People sometimes object to the entire 1990s styling, and volunteer to design us a complete set of replacements in a different style. We’ve never liked any of them enough to adopt them. I think that’s probably because the 1990s styling is part of what makes PuTTY what it is – “reassuringly old-fashioned”. I don’t know if there’s any major redesign that we’d really be on board with.
↫ Simon Tatham
Amen.
I second that.
Translation: It was recommended that icons use the EGA color palette that could be guaranteed to be present under Windows 3.x’s default 16-color 640×480 VGA driver… probably for the same Win32s reason that the author hypothesizes for the recommended inclusion of a black-and-white icon.
Possibly because white-on-blue was a common default color scheme for things like MS-DOS Edit, QBasic/QuickBASIC, Microsoft C/C++, and that’s likely why it got used for things like the Windows 3.x “Windows Setup” icon and the the majority of depictions of monitors in Windows 9x icons. (eg.

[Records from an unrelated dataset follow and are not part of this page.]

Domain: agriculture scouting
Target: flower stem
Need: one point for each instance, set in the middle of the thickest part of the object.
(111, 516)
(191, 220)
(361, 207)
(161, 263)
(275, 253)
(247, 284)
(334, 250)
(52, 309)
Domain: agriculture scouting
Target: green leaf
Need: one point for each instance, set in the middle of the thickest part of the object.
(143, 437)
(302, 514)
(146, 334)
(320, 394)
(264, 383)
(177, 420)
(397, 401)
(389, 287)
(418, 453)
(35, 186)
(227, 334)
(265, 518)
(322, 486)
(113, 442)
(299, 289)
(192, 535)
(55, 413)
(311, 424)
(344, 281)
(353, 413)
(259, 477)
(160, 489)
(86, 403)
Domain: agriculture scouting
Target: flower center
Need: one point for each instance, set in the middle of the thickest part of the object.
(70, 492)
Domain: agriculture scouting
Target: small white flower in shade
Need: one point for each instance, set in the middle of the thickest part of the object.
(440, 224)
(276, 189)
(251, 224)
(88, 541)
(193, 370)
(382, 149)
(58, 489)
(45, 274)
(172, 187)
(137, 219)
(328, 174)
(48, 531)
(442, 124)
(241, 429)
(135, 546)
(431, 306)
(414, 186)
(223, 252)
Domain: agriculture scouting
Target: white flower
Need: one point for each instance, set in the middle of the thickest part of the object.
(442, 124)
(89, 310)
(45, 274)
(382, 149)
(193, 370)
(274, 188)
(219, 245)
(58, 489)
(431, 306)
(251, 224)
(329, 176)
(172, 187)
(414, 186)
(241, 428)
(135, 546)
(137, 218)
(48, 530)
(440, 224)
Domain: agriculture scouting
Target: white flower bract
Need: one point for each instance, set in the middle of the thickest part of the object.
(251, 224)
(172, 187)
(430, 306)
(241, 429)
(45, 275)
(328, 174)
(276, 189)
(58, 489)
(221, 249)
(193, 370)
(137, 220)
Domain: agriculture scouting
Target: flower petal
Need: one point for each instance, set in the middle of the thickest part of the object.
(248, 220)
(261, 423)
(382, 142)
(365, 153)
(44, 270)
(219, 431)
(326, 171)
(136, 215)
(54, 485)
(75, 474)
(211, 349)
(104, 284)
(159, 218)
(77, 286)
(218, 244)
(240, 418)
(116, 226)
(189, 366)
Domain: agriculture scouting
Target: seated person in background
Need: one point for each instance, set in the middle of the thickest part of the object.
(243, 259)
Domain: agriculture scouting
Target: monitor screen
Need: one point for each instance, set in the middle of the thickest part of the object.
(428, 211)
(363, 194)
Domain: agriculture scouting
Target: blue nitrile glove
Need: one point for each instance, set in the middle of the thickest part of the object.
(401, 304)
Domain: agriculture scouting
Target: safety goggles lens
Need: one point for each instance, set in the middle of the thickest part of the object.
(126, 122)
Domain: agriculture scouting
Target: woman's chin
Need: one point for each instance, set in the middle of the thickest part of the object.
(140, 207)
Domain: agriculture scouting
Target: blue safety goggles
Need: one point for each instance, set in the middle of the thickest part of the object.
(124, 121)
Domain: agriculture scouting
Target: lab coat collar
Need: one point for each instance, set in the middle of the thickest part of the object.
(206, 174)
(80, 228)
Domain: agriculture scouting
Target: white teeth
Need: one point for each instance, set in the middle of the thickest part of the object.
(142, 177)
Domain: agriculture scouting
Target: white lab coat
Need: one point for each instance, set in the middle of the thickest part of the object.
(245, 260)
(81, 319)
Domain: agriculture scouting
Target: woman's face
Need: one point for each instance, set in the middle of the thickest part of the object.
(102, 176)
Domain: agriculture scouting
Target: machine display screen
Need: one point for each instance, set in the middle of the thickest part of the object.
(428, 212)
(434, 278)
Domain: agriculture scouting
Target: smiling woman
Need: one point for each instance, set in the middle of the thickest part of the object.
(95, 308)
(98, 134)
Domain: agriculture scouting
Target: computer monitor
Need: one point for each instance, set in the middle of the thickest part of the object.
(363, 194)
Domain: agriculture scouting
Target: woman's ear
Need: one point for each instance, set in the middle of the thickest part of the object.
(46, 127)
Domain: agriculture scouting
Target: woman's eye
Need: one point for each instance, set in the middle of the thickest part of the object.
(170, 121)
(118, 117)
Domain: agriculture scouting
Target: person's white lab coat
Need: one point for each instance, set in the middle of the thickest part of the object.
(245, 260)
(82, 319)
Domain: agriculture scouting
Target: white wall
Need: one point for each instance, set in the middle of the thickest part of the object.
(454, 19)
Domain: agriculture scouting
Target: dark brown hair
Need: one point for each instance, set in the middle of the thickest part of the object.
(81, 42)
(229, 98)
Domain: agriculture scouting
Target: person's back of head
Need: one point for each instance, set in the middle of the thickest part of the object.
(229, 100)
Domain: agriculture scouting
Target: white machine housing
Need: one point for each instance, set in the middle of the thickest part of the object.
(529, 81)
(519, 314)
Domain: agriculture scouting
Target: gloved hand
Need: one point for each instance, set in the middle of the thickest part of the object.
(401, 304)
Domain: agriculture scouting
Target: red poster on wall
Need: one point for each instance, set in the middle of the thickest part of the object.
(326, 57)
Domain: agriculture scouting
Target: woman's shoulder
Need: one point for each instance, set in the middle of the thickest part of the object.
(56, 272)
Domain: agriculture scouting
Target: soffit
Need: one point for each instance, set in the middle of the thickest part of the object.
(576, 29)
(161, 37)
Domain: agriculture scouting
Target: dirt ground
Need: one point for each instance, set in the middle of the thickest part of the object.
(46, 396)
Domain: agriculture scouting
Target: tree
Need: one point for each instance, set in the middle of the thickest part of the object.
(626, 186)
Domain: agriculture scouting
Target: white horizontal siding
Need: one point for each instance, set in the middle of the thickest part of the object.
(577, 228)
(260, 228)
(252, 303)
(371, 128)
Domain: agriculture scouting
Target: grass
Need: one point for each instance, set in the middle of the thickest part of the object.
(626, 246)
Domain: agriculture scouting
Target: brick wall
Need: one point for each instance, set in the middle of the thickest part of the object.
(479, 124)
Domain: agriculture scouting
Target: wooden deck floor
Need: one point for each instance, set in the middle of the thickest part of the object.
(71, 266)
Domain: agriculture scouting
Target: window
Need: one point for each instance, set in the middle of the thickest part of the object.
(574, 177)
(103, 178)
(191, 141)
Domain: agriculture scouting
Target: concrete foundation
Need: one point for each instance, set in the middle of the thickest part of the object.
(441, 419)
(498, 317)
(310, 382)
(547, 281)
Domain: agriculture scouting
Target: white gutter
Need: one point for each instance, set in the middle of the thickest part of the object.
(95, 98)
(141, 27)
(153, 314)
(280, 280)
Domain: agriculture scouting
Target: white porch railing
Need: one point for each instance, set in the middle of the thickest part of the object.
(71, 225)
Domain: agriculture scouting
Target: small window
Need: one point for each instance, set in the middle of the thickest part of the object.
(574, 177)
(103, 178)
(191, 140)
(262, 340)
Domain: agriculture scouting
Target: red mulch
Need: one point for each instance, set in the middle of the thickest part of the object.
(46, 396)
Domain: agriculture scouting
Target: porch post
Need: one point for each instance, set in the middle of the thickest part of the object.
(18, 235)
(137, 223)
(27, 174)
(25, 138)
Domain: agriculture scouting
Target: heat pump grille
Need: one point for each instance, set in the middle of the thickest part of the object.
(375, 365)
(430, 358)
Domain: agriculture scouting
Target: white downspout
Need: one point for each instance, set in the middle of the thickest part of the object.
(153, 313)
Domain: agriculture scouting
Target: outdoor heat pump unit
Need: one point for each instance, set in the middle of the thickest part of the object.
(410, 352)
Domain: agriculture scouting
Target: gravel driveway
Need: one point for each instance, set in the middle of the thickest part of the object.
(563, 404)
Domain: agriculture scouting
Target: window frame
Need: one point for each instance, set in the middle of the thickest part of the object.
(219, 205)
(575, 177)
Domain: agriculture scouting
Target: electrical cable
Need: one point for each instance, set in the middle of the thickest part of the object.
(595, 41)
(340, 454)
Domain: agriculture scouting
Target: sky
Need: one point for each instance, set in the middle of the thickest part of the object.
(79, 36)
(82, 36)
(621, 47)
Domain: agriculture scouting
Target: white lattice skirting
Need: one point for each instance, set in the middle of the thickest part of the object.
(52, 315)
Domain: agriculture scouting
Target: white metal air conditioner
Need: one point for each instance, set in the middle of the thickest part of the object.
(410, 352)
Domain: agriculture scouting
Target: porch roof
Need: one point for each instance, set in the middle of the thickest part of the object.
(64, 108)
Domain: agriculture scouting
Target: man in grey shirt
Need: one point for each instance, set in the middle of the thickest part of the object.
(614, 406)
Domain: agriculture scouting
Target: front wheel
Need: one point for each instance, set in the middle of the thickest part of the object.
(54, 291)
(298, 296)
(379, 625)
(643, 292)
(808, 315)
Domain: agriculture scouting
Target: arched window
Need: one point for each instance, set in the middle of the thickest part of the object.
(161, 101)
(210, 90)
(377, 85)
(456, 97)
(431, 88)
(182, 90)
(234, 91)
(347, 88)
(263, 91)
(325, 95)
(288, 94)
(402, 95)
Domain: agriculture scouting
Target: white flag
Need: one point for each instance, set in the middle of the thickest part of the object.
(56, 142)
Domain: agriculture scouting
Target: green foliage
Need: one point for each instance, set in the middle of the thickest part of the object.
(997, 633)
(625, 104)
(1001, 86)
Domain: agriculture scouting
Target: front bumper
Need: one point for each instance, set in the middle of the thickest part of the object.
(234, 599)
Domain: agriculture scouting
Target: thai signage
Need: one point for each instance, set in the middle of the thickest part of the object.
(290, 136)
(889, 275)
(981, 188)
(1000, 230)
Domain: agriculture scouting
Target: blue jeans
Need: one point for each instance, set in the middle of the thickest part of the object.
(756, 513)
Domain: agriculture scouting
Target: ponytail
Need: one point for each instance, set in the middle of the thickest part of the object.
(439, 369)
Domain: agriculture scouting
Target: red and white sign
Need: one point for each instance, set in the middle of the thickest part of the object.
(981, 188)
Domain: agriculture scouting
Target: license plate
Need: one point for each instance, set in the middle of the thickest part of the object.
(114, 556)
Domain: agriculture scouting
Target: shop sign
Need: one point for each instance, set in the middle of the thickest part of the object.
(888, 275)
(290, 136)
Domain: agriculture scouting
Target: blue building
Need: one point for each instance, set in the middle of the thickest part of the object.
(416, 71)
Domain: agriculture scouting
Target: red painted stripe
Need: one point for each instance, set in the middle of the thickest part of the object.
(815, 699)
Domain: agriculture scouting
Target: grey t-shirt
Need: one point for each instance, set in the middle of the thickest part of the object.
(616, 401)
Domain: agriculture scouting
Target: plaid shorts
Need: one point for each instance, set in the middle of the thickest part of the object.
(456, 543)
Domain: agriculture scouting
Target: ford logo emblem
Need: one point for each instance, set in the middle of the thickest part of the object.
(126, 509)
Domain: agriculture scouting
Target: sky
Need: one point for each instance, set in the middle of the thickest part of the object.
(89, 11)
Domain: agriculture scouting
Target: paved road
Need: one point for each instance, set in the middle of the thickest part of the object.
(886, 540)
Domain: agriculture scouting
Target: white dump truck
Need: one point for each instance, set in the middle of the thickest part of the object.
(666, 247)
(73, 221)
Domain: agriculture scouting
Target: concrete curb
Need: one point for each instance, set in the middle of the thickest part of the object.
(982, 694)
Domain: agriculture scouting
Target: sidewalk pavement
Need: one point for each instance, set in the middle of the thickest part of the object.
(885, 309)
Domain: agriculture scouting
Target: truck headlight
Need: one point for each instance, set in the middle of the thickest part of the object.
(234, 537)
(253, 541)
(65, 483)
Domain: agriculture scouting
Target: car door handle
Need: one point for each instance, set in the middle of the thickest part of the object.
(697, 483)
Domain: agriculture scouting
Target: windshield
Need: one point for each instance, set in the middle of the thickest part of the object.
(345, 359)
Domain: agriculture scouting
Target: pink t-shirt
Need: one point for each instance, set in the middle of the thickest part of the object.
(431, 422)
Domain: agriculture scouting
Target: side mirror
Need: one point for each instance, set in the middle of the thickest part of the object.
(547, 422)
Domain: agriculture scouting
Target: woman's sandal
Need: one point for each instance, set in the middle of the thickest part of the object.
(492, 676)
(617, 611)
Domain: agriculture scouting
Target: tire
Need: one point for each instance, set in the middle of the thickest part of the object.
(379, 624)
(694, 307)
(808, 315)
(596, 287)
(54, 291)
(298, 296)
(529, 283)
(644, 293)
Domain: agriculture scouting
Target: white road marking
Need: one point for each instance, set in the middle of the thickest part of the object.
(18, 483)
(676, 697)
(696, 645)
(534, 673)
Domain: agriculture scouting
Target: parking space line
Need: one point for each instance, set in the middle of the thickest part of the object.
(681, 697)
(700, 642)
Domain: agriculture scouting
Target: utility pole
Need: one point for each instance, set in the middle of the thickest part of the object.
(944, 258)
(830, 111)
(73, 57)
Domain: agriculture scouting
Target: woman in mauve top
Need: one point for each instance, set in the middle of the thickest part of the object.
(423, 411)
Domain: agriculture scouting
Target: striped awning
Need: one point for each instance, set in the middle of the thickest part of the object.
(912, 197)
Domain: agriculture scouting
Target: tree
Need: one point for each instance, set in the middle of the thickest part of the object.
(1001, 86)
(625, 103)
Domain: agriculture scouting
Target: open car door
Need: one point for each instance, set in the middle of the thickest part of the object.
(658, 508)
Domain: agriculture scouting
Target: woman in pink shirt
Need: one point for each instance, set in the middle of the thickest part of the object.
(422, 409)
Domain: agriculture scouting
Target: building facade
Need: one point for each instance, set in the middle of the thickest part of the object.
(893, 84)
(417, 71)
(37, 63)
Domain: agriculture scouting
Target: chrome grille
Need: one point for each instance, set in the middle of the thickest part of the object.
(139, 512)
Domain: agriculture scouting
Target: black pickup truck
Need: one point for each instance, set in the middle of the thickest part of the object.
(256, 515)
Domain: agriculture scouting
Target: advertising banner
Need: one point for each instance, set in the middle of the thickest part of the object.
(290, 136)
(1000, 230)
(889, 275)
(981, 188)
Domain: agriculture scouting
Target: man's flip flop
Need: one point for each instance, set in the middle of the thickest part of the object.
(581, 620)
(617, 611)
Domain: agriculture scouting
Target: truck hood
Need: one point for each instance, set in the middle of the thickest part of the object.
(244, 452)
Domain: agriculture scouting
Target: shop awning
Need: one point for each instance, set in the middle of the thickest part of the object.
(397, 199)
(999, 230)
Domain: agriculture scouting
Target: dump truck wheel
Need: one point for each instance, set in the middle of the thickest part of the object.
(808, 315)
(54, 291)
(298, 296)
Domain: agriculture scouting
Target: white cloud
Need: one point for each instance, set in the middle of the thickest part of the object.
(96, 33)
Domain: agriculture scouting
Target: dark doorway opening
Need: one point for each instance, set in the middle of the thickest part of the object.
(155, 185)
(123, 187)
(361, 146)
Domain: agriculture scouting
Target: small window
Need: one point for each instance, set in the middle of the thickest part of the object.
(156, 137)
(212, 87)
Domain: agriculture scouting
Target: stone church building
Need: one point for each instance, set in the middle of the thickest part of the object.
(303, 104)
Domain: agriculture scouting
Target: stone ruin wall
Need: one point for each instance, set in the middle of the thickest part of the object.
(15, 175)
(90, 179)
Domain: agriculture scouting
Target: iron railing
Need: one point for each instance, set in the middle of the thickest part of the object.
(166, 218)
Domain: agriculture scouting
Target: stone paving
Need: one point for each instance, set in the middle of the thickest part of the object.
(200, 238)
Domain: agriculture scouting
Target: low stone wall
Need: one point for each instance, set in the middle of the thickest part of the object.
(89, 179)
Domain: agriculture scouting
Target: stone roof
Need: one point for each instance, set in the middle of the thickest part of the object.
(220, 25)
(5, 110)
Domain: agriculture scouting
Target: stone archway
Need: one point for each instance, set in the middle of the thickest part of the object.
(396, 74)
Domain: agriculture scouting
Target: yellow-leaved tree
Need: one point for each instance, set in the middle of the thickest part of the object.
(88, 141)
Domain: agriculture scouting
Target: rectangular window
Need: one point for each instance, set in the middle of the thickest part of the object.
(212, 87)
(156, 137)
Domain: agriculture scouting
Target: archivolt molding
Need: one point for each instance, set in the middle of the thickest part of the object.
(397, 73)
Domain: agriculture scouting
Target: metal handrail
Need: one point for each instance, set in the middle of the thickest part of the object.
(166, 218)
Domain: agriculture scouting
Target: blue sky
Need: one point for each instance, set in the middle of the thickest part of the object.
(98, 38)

Display control panel, System control panel, Computer and Monitors icons in Device Manager, the icon for application-layer protocol clients in the network control panel, one of the two computers for the network icon, etc.)
Story of B/W icons is a bit funny. Not just Windows 3.1, but even Windows 95 (maybe even Windows 98) can be installed on a system with Pentium and CGA (so 640x200x2 colors) if you would install Windows 3.x with a CGA driver ( http://old-dos.ru/index.php?page=files&mode=files&do=show&id=2318 ) and then upgrade. But if you would actually try to do that then you’ll find out that insane amount of Windows 3.x apps don’t include appropriate icons and don’t work adequately in B/W mode!